I’m nearing 40, and the kids sit in their consecutive pattern at 8, 12, 14 and 15. A decade ago, had you asked me to predict my summers with kids this grown, I would have answered differently. I would have thought we would all be only halfway through our night at this early hour. Our dreams just beginning to roll into the next, our bodies turning to find a new position as we closed our eyes against dawn. No responsibilities on our minds, no lunches to pack, no schedules to keep. This is what I would have thought, had you asked me a decade ago.
And yet, here I am. Alone in the quiet, adding a few extra treats to the lunches that already sit bulging in the fridge. There are three big lunchboxes in there this summer. One for hard-working husband, whose summer seems to dribble along in sweat and callouses and blistered feet, just the same as the rest of the year. And then two more. One for each of the two eldest, whose alarms are just now sounding, sun still sleepy.
And so it is. This summer I have found myself the mother of men.
They stand over me now, all three. I feel small, and so my contribution to their lives feels smaller, too. As pieces of them grow, their bodies, their lives, a part of me shrinks. No longer looking to me for help in tying a shoe, bandaging a scraped knee, or taming a wild lock, they seek me out now only for rides that take them away from me, and food that makes them grow only more.
Sometimes I am frustrated, my purpose feeling a little lost in this phase, the tasks mundane. Why am I the one picking up these socks abandoned on the steps yet again? Why am I the one hanging up the towels left in a heap beside the very hooks they are made to hang on? Why am I the one closing the chip bag, left wide and gaping in the never-quite-full-enough pantry? Why am I the one replacing the milk again, the very one in the family who doesn’t drink milk?
Why, oh why, am I up again at this hour so early, when my summers of children this age were supposed to be for sleeping in, for no responsibilities, for no schedules, and no lunches to pack.
And then, one slowly lumbers down the stairs in the quiet of this day. Hair askew, work clothes still offering some evidence of the hours put in the day before. The coffee pot is full now, and they silently pour me a mug black first, before pouring themselves one, half full of flavored cream. Cinnamon Toast Crunch comes out, drips of milk left on the counter as they quietly crunch their breakfast of choice. Less sleep than me, their evenings before full of teenaged things, heads only hitting the pillow six short hours before their alarms screamed them to wake, they are tired.
They are tired, and I am proud. This summer, they have made me proud. These men of mine, learning to work, learning to put their own lives aside, learning new skills, and learning that sometimes grunt comes before gain.
And therein lies the reminder.

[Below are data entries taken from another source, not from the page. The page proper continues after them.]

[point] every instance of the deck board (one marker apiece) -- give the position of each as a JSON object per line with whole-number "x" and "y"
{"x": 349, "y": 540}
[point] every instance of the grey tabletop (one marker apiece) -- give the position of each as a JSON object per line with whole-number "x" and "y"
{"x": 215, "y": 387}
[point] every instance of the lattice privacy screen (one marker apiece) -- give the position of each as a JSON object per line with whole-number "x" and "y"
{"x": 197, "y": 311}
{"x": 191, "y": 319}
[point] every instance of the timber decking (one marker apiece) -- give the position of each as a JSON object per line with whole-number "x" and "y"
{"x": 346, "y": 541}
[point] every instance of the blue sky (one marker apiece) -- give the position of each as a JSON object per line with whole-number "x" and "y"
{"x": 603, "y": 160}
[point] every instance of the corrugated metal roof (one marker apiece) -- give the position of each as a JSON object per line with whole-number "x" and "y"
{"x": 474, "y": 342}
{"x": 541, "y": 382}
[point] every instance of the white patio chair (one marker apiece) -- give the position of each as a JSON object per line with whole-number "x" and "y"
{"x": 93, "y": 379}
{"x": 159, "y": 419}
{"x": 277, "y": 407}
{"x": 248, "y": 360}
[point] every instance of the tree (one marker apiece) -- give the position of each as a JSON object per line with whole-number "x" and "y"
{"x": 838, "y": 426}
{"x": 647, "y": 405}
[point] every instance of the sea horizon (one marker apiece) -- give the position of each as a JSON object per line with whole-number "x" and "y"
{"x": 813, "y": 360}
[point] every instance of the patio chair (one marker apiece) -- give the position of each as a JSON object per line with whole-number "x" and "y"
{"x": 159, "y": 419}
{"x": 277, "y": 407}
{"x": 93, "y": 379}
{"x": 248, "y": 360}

I will choose, over and over and over again, to offer them these tiny sacrifices of mine . . . the abandoned socks, the crumpled towels, the open chip bag, and the always empty milk . . . and yes, even the way-too-early summer mornings.
This is how they need me now. And I’ll take it, and I’ll do it all as masterfully as I possibly can. As willingly as I once tied the shoes, and bandaged the boo-boos, I will do these new things, too.
Because like it or not, I am now the mother of men.
Men who will still bend down to hug me, no questions asked.
Men who sit around a picnic table, shirtless in the sun, and let their little sister “do their hair”.
Men who grin widely, ear to ear, at their grandmothers when they stop in “just to say hi”.
Men who are quick to open a jar of pickles for me before I even have a chance to admit defeat.
Men who scamper up a ladder, saying confidently, “No, Mom, don’t go up there, I’ll do it”.
Men who one day very soon will be offering me rides, instead of the other way around.
Men who are eager to use their own earnings to treat me to a coffee, or their sister to a cone.
And so, these are the trade-offs. They are sometimes hard, often unexpected, and guys, sorry to say still so, so, exhausting.
But worth it, too.
Worth the effort, worth the mundane tasks, worth the very early summer mornings, to have the unique opportunity—dare I even say, the very GIFT—of mothering men.